Herman Sheephouse said...

I've never used or even held a winder, and I've often wondered what it would be like, but landscapes fortunately move slowly enough for me to cope ';0)
I did however sort of know Mike Cooper:

He was a commensurate professional and never used one, preferring to trust in his eye, his reactions and his trusty Pentaxes.
It was quite something to see him in action - he'd often be on the wrong side of barriers photographing, or else at that 'just so' spot on a bend waiting to leap out of the way!
You'd never get away with it these days.

John Carter said...

Over in the US we called photographers that used winders, firehose photographers. I guess we thought of them like showing off. I do have two Pentax cameras with built in winders but never have used them as a winder. Your collection is very esoteric, contact the SFMOMA and bring your collect here. I'll drive you around.


Like the "firehouse photographer" monicker! Can't say I'm guilty of showing off though as where I take photographs there are never any people around!

Thanks for offering to act as guide, John. If I ever get over to San Francisco I'll take you up on that. Sounds great.

Anonymous said...

My favorite camera is the Pentax MX. I have two , one in Chrome and one in Black and both in mint condition. Both have the winder attached and they work great. There must be something wrong with the one you had because mine have always worked smoothly and with plenty of power. I love these cameras so much that I sold my Leica M6 and a .85 Chrome MP because I prefer using these much more. Plus the Pentax lenses are great and a fraction of the cost of Leica lenses. The MX is so small that the winder really does improve the handling,especially with longer lenses.
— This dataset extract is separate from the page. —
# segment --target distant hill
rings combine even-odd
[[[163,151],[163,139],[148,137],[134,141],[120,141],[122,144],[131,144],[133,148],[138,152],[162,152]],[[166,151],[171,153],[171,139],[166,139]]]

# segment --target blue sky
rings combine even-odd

Two winders is a bit greedy. Send me one and I'll give you my opinion. :) Seriously, though, I'd be happy to know that my winder is defective. I totally agree that the handling of the MX and winder is just about as perfect as it gets.

morris1800 said...

Hi Bruce my medium format Rollei 6002 drives the film the film at modest 2 frames a second but as you might expect I have never used it on 120 film!(not intentionally anyway). With motor running and 6x6 mirror flapping around ear protectors would be advisable.